This post is for fun, no deep thoughts will be presented. For a research project that’s not yet ready to write up, I needed a bunch real programs (as opposed to, for example, programs generated by Csmith) that cause compilers to crash. So I built a few hundred randomly chosen revisions of GCC and LLVM/Clang and then built about 1,700 packages from source on a 64-bit Ubuntu box using a “compiler interceptor” — a collection of aliases such as “gcc” and “g++” that lead to a script that eventually runs the intended compiler but first invokes a few of the random compiler versions. If one of the random compilers crashes, the interceptor saves enough information to reproduce the problem: basically the compiler command line and the preprocessed source file. Not counting a large number of trivial invocations by autotools, the compiler interceptor was called about 274,000 times, resulting in about 4,000 reproducible compiler crashes (about 2,000 crashes were not considered usefully reproducible by my scripts because, for example, gcc was being used as a linker or assembler).
Modern build systems are not very pretty and consequently compiler command lines are fat and redundant: during my compiling party, the compiler was invoked with a command lines up to about 20 KB long. To find out which arguments were leading to compiler crashes, I wrote a little delta debugger that iteratively attempted to remove arguments until a fixpoint was reached under the rule that we can only remove arguments that don’t make the crash go away.
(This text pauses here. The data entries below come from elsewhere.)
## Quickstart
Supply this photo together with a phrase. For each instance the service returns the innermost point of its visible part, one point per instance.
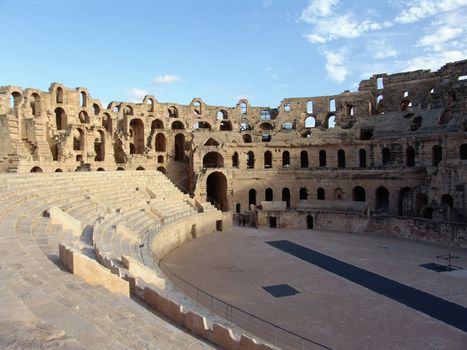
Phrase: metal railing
(257, 326)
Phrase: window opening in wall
(320, 194)
(265, 115)
(379, 83)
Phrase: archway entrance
(216, 188)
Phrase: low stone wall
(176, 234)
(448, 233)
(91, 271)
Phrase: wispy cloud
(136, 94)
(165, 79)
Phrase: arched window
(268, 159)
(303, 159)
(362, 158)
(179, 147)
(268, 195)
(437, 152)
(286, 196)
(320, 194)
(252, 197)
(358, 194)
(60, 119)
(285, 159)
(160, 144)
(386, 155)
(463, 151)
(322, 158)
(410, 156)
(235, 160)
(341, 158)
(250, 160)
(382, 199)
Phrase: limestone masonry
(397, 146)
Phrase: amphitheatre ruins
(107, 192)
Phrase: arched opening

Additionally, this program attempted to downgrade the optimizer flags, for example turning -Os and -O3 into -O2, -O2 into -O1, etc. The tables below show the results ranked by number of occurrences in the ~4000 reproducible crashes.
When reading the results, keep a few things in mind:
- Every option that is listed is actually needed to make the compiler crash. Why would -Wall induce a crash? I didn’t look into it but there must be a bug in the code emitting warnings.
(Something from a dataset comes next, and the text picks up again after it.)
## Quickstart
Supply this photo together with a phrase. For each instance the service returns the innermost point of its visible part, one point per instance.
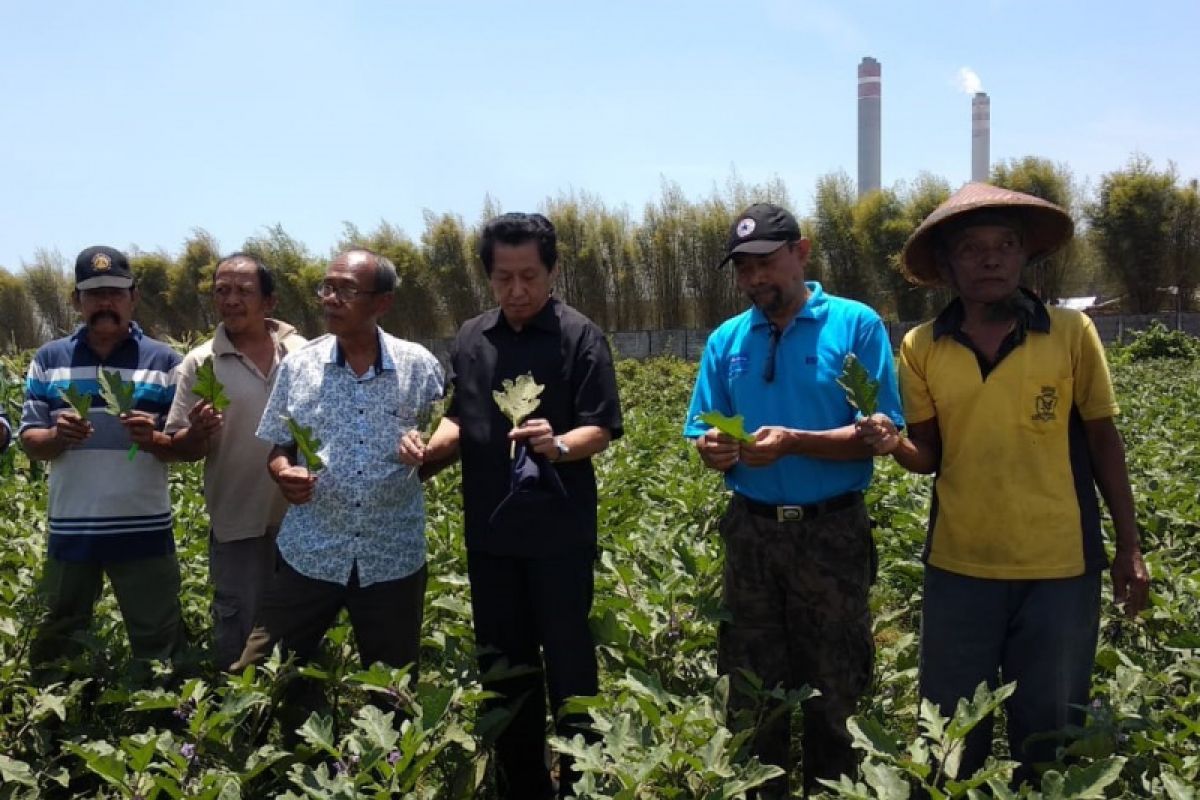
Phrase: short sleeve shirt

- These results don’t reflect the behavior of the current versions of GCC and LLVM/Clang, but rather the range of revisions that I tested. These are roughly GCC 4.0-current and LLVM/Clang 2.6-current. As the numbers show, clang++ was an extremely immature compiler early on; this of course doesn’t imply anything about the current quality of this compiler.
|6||-Os -g -fno-asynchronous-unwind-tables|
|1||-fgnu89-inline -g -fPIC|
One thing that comes to mind while looking at these results is that I’d have expected -O3 to show up more often.